Pulsar X2 V2 Wirelessは、Pulsarのコンパクト左右対称フラッグシップの第2世代モデルです。2023年発売のV2では、初代X2で指摘されたスクロールエンコーダーの品質・シェル公差・内部設計が改善され、クローグリップとフィンガーチップグリップのユーザーから高い支持を得たシェイプはそのまま継承されています。52gという重量は、ハニカム穴なしの無線マウスとしては最軽量クラスです。

Pulsarは韓国発のメーカーで、LogitechやRazerのような大手ではなく、Endgame Gearのようなニッチブランドでもない、独自のポジションを築いています。エンスージアスト層の信頼と幅広い流通を両立させたブランドであり、X2 V2はその立ち位置を体現する製品です。技術的な完成度が高く、¥14,000という価格設定は競争力があり、「コンパクト左右対称」という形状の意味と価値を理解しているプレイヤーに向けて設計されています。

デザイン・ビルドクオリティ

X2 V2はPC/ABS素材の一体型シェルを採用し、ハニカムカットアウトは一切ありません。穴なしで52gを実現しているのは優れた設計力の証——シェル壁を実用上の限界まで薄くしながら、構造的な剛性を維持しています。表面はマット仕上げで、乾いた手にも汗ばんだ手にも安定したグリップ感を提供します。
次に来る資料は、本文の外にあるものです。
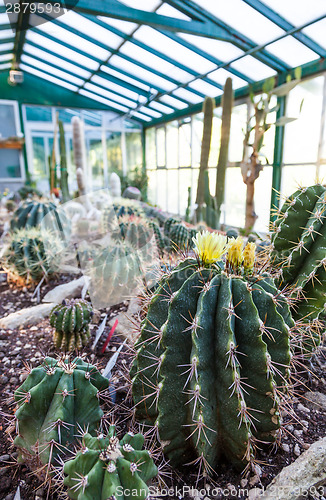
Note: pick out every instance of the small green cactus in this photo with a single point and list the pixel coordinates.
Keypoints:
(31, 254)
(71, 321)
(57, 401)
(106, 468)
(213, 357)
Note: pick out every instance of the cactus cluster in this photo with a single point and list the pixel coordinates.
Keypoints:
(71, 321)
(31, 254)
(107, 468)
(57, 401)
(213, 356)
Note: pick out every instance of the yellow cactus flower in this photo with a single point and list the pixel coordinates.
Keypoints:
(235, 252)
(249, 256)
(209, 247)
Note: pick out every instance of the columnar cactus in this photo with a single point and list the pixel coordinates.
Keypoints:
(105, 467)
(71, 321)
(299, 249)
(31, 254)
(58, 400)
(213, 356)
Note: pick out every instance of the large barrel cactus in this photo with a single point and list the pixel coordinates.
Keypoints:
(213, 356)
(299, 249)
(30, 255)
(57, 400)
(107, 468)
(71, 322)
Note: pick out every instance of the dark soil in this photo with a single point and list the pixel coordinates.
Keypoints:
(29, 344)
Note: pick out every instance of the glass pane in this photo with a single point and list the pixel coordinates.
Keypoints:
(302, 135)
(133, 150)
(114, 152)
(40, 165)
(160, 144)
(150, 149)
(172, 145)
(185, 145)
(291, 51)
(294, 176)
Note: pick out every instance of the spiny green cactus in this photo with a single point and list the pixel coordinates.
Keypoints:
(31, 213)
(31, 254)
(213, 357)
(71, 322)
(107, 468)
(299, 249)
(57, 401)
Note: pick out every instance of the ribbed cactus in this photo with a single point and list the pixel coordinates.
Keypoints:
(31, 254)
(213, 357)
(57, 401)
(299, 249)
(106, 468)
(71, 321)
(31, 213)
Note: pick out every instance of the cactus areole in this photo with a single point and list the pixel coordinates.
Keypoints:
(213, 357)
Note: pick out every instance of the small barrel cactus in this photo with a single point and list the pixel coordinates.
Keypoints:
(71, 321)
(299, 249)
(31, 254)
(213, 356)
(58, 400)
(107, 468)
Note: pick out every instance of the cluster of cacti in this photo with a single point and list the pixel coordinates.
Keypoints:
(106, 468)
(213, 356)
(33, 213)
(71, 321)
(58, 400)
(299, 249)
(31, 254)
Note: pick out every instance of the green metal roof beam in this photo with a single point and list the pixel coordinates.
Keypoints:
(285, 25)
(117, 10)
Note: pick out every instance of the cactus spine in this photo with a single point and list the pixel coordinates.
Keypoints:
(57, 400)
(107, 468)
(213, 357)
(71, 322)
(227, 104)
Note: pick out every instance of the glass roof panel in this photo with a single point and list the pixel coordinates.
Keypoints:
(155, 62)
(91, 29)
(205, 88)
(50, 78)
(123, 77)
(188, 96)
(317, 32)
(59, 49)
(291, 51)
(160, 107)
(98, 98)
(50, 69)
(220, 75)
(173, 49)
(297, 12)
(253, 68)
(167, 99)
(65, 36)
(135, 70)
(224, 51)
(167, 10)
(34, 51)
(109, 95)
(243, 18)
(124, 26)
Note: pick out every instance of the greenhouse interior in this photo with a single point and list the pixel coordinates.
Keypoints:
(162, 249)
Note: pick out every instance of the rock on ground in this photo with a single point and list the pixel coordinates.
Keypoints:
(26, 317)
(66, 291)
(304, 475)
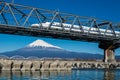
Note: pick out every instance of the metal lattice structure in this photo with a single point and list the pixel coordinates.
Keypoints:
(24, 20)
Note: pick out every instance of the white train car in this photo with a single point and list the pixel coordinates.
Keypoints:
(76, 28)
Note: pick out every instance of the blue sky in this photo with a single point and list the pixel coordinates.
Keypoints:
(103, 9)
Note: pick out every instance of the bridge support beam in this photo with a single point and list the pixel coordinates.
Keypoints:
(109, 55)
(109, 50)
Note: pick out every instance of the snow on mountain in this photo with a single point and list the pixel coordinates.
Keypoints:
(43, 44)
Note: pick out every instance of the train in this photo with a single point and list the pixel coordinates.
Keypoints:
(75, 28)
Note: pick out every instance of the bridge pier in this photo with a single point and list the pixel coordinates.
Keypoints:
(109, 55)
(109, 51)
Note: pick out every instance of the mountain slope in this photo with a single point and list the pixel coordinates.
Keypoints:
(40, 48)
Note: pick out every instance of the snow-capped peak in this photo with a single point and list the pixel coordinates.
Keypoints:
(41, 43)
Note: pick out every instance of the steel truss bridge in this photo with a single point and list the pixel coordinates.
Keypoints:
(30, 21)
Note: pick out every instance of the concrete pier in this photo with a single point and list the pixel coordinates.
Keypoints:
(54, 65)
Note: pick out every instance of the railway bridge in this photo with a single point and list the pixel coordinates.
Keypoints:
(30, 21)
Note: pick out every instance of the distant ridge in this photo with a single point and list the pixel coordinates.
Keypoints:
(41, 43)
(40, 48)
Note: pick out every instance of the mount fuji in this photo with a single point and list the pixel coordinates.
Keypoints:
(40, 48)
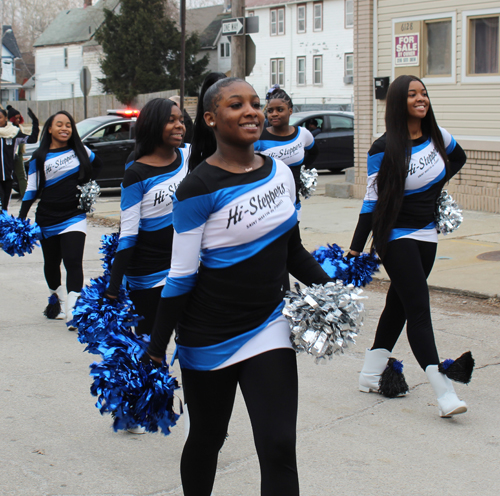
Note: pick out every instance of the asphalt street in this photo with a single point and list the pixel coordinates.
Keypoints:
(55, 442)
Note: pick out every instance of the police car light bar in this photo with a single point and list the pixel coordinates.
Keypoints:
(124, 112)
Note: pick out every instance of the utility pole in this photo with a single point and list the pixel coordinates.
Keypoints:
(238, 45)
(183, 52)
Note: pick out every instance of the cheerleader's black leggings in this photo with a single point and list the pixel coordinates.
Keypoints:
(408, 263)
(270, 389)
(67, 248)
(146, 303)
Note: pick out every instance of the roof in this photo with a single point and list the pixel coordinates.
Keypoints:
(207, 22)
(75, 25)
(9, 41)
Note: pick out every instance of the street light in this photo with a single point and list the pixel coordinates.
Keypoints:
(1, 60)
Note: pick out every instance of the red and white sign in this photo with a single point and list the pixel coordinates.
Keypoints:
(406, 49)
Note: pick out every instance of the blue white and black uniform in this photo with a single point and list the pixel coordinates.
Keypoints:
(412, 244)
(10, 139)
(62, 223)
(146, 232)
(291, 150)
(236, 236)
(57, 211)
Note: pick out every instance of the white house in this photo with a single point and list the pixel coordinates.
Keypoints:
(10, 53)
(307, 48)
(65, 47)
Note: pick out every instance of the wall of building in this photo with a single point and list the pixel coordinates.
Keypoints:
(53, 80)
(468, 107)
(333, 42)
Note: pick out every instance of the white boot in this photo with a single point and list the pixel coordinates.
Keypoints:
(375, 363)
(48, 312)
(72, 297)
(448, 401)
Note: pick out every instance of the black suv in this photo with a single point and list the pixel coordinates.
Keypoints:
(111, 137)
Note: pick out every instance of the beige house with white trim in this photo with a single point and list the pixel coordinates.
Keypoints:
(454, 46)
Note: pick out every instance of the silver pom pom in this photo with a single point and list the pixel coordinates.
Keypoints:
(324, 319)
(448, 214)
(88, 196)
(308, 181)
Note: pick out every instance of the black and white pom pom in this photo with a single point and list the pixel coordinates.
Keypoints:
(448, 214)
(88, 196)
(308, 181)
(392, 381)
(459, 370)
(53, 309)
(324, 319)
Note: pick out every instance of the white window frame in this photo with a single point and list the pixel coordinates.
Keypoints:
(465, 43)
(432, 17)
(302, 57)
(320, 57)
(302, 6)
(346, 3)
(277, 61)
(314, 16)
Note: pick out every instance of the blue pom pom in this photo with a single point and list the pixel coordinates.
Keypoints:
(96, 317)
(357, 270)
(109, 245)
(135, 393)
(397, 366)
(18, 236)
(446, 364)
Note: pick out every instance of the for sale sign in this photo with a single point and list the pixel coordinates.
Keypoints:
(406, 49)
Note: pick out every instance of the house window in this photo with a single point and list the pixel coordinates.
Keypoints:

ビルドクオリティはこの重量クラスとして非常に優秀です。サイドを押してもたわみなし、トップシェルからのきしみなし、振ってもガタつきなし。メインボタンの隙間は均一で、全体の組み立て精度は高水準。初代X2で報告されていたボタン高さの左右差は、V2で改善されています。

デザインは徹底的にミニマル。RGBライティングなし、過度なブランディングなし、不要な装飾なし。トップシェルにはわずかなテクスチャーが施され、グリップ力を確保しつつ肌触りは滑らかです。左右対称形状のため、サムレストもピンキーレッジもなく、クリーンなカーブのみで構成されています。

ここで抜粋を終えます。